Monday, December 20, 2010
You can't keep Iowa's Norm Parker down
By Adam Rittenberg
Norm Parker will return as Iowa's defensive coordinator in 2011.
Was there ever any doubt?
Sure, Parker is 69 years old and has endured a string of recent health problems, including foot-amputation surgery in September that kept him away from the team for much of the season. But Parker is a coaching lifer, a tough-as-nails throwback type, and he has no plans to step away from the game he loves.
"I really missed it," Parker told reporters Friday in Iowa City. "The first game I got to come to was the Michigan State game. I was sitting at that game up in the press box and thinking to yourself, 'This is really where I want to be. This is who I am, what I live for.'
"So there's no questions of my intentions that next year is to be back, to be back stronger and healthier than ever."
Great to hear.
Life has changed for Parker when his right foot was amputated in late September. He spent several weeks in a rehabilitation center before working toward a return to full duties. Parker is back in the office now and helping Iowa's defense prepare for its upcoming Insight Bowl matchup Dec. 28 against Missouri.
The veteran defensive boss sees no reason why he can't keep coaching.
"I've seen these pictures of guys on artificial legs snow skiing," Parker said. "If they can do that, why can't I coach?
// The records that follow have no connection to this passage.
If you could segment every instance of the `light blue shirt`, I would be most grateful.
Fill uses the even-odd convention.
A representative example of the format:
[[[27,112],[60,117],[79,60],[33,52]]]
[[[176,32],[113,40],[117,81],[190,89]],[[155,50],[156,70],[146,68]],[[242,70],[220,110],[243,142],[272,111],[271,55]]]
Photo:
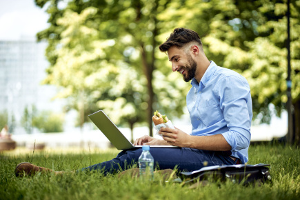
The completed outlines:
[[[200,83],[194,78],[191,85],[186,97],[190,134],[221,134],[231,146],[232,156],[246,163],[253,116],[247,80],[212,61]]]

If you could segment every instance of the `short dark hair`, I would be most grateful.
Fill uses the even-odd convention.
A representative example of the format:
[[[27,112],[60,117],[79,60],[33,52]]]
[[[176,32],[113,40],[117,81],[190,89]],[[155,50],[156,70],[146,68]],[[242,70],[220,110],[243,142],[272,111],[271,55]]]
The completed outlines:
[[[202,48],[202,42],[198,33],[190,29],[177,28],[171,33],[167,41],[159,46],[159,50],[165,52],[173,46],[181,48],[191,41],[197,42]]]

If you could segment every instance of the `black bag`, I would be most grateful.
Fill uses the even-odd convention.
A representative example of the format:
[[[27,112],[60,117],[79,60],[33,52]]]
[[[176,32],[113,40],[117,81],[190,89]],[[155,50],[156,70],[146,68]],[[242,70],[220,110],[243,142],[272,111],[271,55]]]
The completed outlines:
[[[230,165],[205,167],[191,172],[181,172],[175,182],[195,183],[203,181],[225,181],[230,179],[243,185],[264,183],[271,181],[268,164]]]

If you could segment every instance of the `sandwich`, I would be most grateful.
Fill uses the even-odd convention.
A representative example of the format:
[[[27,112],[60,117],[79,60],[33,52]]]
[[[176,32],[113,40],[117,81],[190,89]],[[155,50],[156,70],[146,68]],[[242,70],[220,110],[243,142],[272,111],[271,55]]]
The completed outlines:
[[[154,125],[157,126],[161,123],[167,123],[169,121],[169,119],[168,119],[166,114],[162,115],[157,110],[154,112],[154,115],[153,115],[152,117],[152,121]]]

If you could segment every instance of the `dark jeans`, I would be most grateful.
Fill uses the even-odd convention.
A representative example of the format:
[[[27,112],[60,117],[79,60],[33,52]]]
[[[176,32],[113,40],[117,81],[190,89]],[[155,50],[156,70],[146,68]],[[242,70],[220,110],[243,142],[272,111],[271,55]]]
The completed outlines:
[[[141,148],[121,151],[114,159],[81,169],[82,171],[99,170],[104,174],[125,170],[137,164]],[[188,148],[152,148],[150,150],[154,166],[159,170],[174,169],[194,171],[205,166],[233,165],[234,161],[223,152],[207,151]]]

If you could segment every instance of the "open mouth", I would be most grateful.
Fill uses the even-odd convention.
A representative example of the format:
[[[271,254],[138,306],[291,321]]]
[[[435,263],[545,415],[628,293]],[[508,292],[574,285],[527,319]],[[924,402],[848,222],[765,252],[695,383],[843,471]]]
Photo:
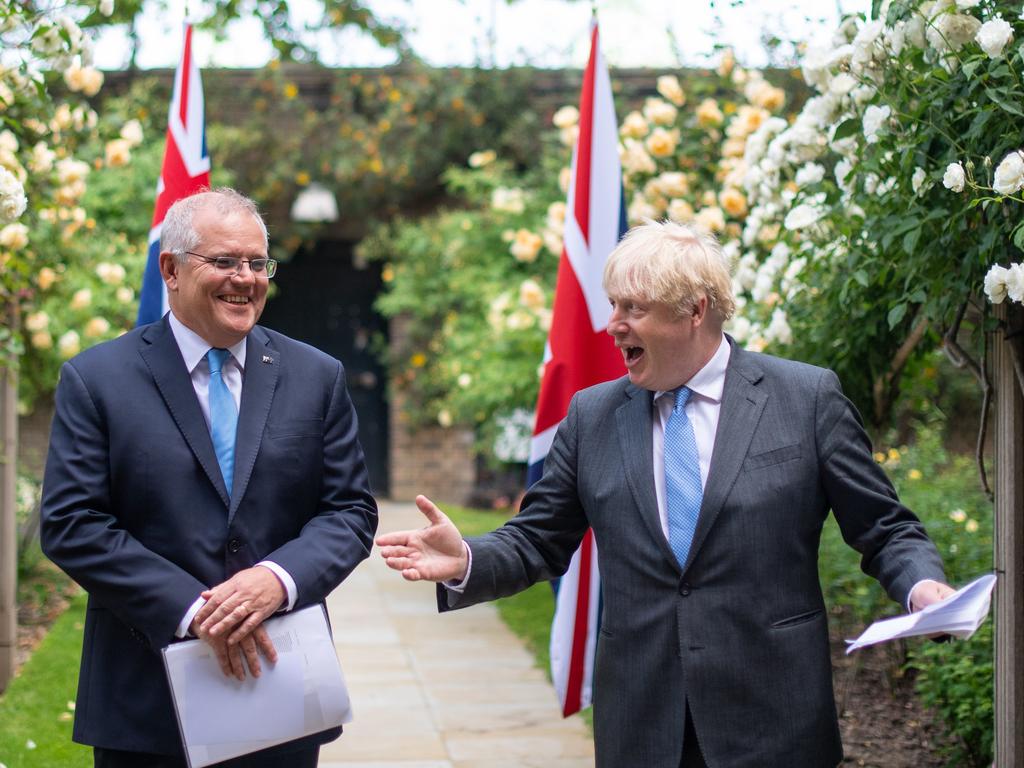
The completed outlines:
[[[643,356],[643,347],[623,347],[626,354],[626,365],[631,366]]]

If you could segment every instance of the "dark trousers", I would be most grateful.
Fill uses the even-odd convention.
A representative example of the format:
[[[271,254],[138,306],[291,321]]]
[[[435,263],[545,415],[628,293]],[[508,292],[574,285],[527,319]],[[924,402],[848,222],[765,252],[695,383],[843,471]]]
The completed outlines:
[[[267,755],[267,753],[270,753]],[[187,768],[188,763],[179,755],[151,755],[144,752],[123,752],[95,746],[92,750],[95,768]],[[281,748],[261,750],[233,760],[225,760],[210,768],[316,768],[319,746],[294,752]]]
[[[708,768],[708,763],[700,752],[700,742],[697,740],[697,732],[693,728],[693,718],[690,717],[690,708],[686,708],[686,730],[683,731],[683,760],[679,768]]]

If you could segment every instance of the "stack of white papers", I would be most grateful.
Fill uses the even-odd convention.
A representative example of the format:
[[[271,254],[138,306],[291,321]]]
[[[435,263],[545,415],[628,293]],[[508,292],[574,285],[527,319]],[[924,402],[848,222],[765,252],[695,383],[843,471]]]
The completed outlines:
[[[994,586],[995,574],[986,573],[942,602],[932,603],[916,613],[876,622],[856,640],[847,640],[850,645],[846,652],[851,653],[865,645],[915,635],[945,634],[966,640],[977,631],[988,615]]]

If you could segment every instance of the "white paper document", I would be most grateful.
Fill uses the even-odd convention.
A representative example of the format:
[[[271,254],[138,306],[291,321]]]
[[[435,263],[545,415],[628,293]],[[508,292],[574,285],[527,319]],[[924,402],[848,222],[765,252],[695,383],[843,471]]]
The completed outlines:
[[[876,622],[856,640],[847,640],[846,652],[914,635],[946,634],[966,640],[988,615],[994,586],[995,574],[986,573],[942,602],[932,603],[916,613]]]
[[[319,605],[263,625],[276,664],[262,674],[225,677],[202,640],[164,648],[164,666],[190,768],[248,755],[351,722],[348,690]]]

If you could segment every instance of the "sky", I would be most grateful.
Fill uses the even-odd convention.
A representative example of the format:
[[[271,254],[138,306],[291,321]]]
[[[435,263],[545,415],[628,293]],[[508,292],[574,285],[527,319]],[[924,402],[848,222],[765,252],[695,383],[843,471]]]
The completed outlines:
[[[158,4],[159,2],[159,4]],[[189,7],[202,4],[188,0]],[[148,0],[139,24],[143,69],[174,67],[186,0]],[[368,0],[380,16],[411,28],[413,49],[428,63],[581,68],[589,50],[591,3],[568,0]],[[656,67],[708,65],[716,43],[735,49],[746,67],[770,61],[764,33],[788,40],[827,40],[842,12],[865,11],[870,0],[597,0],[602,49],[608,65]],[[312,19],[316,4],[293,3],[295,20]],[[336,67],[378,67],[394,61],[365,35],[327,33],[315,39],[321,60]],[[262,67],[272,55],[254,19],[236,23],[225,41],[197,35],[201,67]],[[100,69],[127,63],[123,31],[105,33],[96,45]],[[791,50],[783,48],[783,51]]]

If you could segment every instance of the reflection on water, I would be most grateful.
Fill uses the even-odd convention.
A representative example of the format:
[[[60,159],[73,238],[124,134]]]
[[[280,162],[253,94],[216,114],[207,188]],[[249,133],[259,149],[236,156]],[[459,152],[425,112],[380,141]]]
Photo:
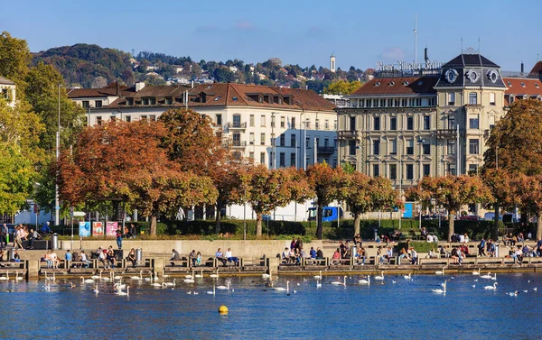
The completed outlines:
[[[165,289],[127,280],[130,296],[117,296],[112,283],[66,286],[57,279],[51,290],[44,281],[0,282],[4,307],[0,337],[6,339],[210,339],[210,338],[538,338],[542,277],[535,273],[500,274],[496,291],[491,280],[471,275],[453,278],[388,276],[385,282],[333,286],[342,277],[324,277],[316,288],[312,276],[280,277],[274,291],[260,277],[220,278],[235,291],[212,290],[212,280],[177,283]],[[447,282],[447,294],[432,289]],[[171,279],[168,279],[171,280]],[[529,282],[530,280],[530,282]],[[393,282],[396,283],[393,283]],[[472,287],[472,286],[475,287]],[[294,292],[295,290],[295,293]],[[507,292],[518,290],[517,297]],[[524,292],[527,290],[527,292]],[[198,295],[187,294],[197,291]],[[226,305],[229,313],[219,315]],[[497,333],[496,333],[497,332]],[[465,336],[466,335],[466,336]],[[533,337],[534,336],[534,337]]]

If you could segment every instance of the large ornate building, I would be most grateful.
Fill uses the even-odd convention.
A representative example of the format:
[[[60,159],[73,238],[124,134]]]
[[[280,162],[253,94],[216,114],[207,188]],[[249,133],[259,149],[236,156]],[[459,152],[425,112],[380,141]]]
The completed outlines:
[[[475,172],[507,106],[542,98],[535,69],[503,78],[498,65],[471,51],[436,71],[381,72],[350,96],[350,107],[336,109],[340,161],[396,188],[424,176]]]

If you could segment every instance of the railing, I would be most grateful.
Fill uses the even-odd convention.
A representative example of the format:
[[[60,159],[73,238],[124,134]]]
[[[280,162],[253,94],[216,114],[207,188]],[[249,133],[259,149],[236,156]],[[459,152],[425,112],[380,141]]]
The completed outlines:
[[[247,122],[241,123],[241,122],[229,122],[228,123],[228,128],[229,129],[246,129],[247,128]]]

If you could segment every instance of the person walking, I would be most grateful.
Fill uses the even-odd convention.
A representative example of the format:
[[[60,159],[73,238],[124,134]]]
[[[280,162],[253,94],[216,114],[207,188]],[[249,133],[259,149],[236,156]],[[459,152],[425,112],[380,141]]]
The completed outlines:
[[[117,246],[118,249],[122,249],[122,231],[120,228],[117,229]]]

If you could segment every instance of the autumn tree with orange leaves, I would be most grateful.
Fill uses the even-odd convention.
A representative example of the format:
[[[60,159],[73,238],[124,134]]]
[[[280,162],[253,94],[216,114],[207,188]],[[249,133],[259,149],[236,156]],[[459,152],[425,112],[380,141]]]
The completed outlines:
[[[214,202],[209,179],[169,161],[161,147],[166,133],[160,122],[109,122],[85,129],[73,151],[62,151],[59,160],[61,198],[71,205],[122,199],[151,216],[151,234],[159,214]]]
[[[429,205],[435,199],[437,206],[448,210],[448,242],[452,241],[453,217],[462,206],[483,203],[493,199],[489,188],[477,176],[425,177],[416,187],[406,191],[406,197]]]

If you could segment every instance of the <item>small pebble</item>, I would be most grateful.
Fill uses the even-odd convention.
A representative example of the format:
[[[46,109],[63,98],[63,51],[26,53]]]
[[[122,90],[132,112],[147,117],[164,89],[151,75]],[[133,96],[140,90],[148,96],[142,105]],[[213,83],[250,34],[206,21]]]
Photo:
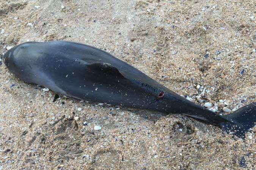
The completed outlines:
[[[6,49],[7,50],[9,50],[13,47],[13,46],[7,46],[6,47]]]
[[[132,37],[130,40],[132,42],[135,41],[135,40],[136,39],[136,38],[135,37]]]
[[[213,111],[214,112],[216,112],[217,110],[215,108],[214,108],[213,107],[212,107],[211,108],[210,108],[209,109],[209,110],[210,110],[212,111]]]
[[[28,26],[31,26],[31,27],[33,27],[33,24],[31,23],[31,22],[29,22],[28,23],[27,23],[27,25]]]
[[[233,109],[232,109],[232,111],[236,111],[237,110],[237,108],[233,108]]]
[[[43,88],[43,90],[45,91],[49,91],[49,89],[48,88]]]
[[[231,112],[231,110],[226,107],[224,107],[223,108],[223,111],[225,112]]]
[[[173,52],[173,55],[176,55],[177,54],[177,53],[178,52],[176,51],[174,51]]]
[[[95,130],[99,130],[101,129],[101,127],[99,126],[94,126],[93,129]]]
[[[224,102],[224,104],[226,105],[227,106],[229,104],[227,102]]]
[[[192,102],[194,100],[193,100],[193,99],[191,97],[190,97],[188,96],[187,96],[186,97],[186,99],[187,99],[187,100],[189,100],[190,102]]]
[[[82,108],[80,107],[79,107],[77,108],[77,110],[78,110],[79,111],[81,111],[81,110],[82,110]]]
[[[245,159],[244,156],[242,156],[241,158],[241,159],[239,162],[239,165],[240,167],[243,168],[245,168],[246,167],[246,164],[245,164]]]
[[[15,85],[14,84],[11,84],[11,85],[10,85],[10,88],[11,88],[12,87],[14,87]]]
[[[221,52],[219,51],[219,50],[217,50],[215,52],[215,54],[216,55],[218,55],[220,54]]]
[[[204,107],[208,108],[211,107],[212,106],[212,104],[209,102],[207,102],[204,104]]]

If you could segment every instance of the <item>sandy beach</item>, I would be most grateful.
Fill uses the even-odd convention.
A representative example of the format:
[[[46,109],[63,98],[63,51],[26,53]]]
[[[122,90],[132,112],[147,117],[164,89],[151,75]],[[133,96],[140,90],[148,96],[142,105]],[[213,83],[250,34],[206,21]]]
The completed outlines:
[[[256,7],[253,0],[0,0],[0,57],[27,41],[87,44],[225,115],[256,102]],[[242,140],[181,115],[61,95],[53,102],[44,88],[0,61],[0,170],[256,169],[256,127]]]

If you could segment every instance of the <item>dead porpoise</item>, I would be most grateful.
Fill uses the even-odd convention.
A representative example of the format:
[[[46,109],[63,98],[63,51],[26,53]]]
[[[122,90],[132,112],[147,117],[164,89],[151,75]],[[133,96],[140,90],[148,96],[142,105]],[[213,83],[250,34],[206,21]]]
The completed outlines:
[[[256,125],[256,103],[221,116],[174,93],[107,53],[74,42],[28,42],[4,55],[10,71],[29,83],[80,99],[182,114],[243,138]]]

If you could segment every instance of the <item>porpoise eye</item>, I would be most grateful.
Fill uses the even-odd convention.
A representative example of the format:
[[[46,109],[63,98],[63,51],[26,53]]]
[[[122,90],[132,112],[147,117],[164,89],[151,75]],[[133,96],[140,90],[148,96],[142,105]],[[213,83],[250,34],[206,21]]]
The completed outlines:
[[[163,91],[161,91],[158,94],[158,96],[157,96],[157,98],[158,98],[158,99],[162,99],[163,97],[163,96],[164,96],[164,95],[165,94],[164,93]]]

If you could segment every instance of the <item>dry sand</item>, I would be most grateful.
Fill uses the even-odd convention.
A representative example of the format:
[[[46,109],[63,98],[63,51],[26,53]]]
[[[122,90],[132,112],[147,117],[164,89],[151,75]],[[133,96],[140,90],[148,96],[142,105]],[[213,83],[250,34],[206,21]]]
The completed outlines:
[[[255,4],[0,0],[0,53],[27,40],[87,44],[224,114],[256,102]],[[43,88],[0,66],[0,170],[256,168],[255,128],[243,141],[185,116],[53,102]]]

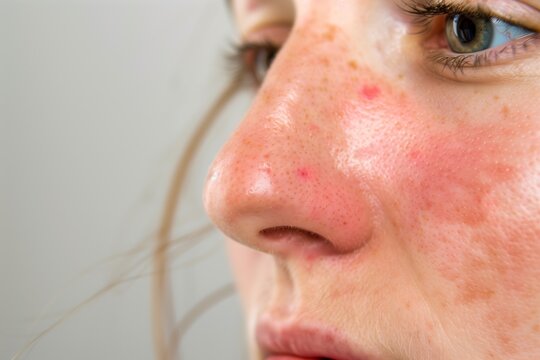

There are actually days when I have to look down to figure out when I have this prosthetic on which one is the real leg and which one is the artificial leg. ... You get out of bed, you don't have the artificial leg on, it's a long fall to the ground. You start to get out of bed, you say, 'Oh, [expletive], I only got one leg on, I better get the other leg on.'
"You don't have to be in University Hospital or Mercy Hospital to find out there's a lot of guys got it worse than you got it. So quit aching and complaining about it and get moving."
Whether you're an Iowa fan or not, you have to love Parker's attitude toward life and football. He remains a treasure to both the Big Ten and to the coaching profession.
And with Parker back in the office breaking down film, Iowa's chances of ending a disappointing season on a good note certainly improve.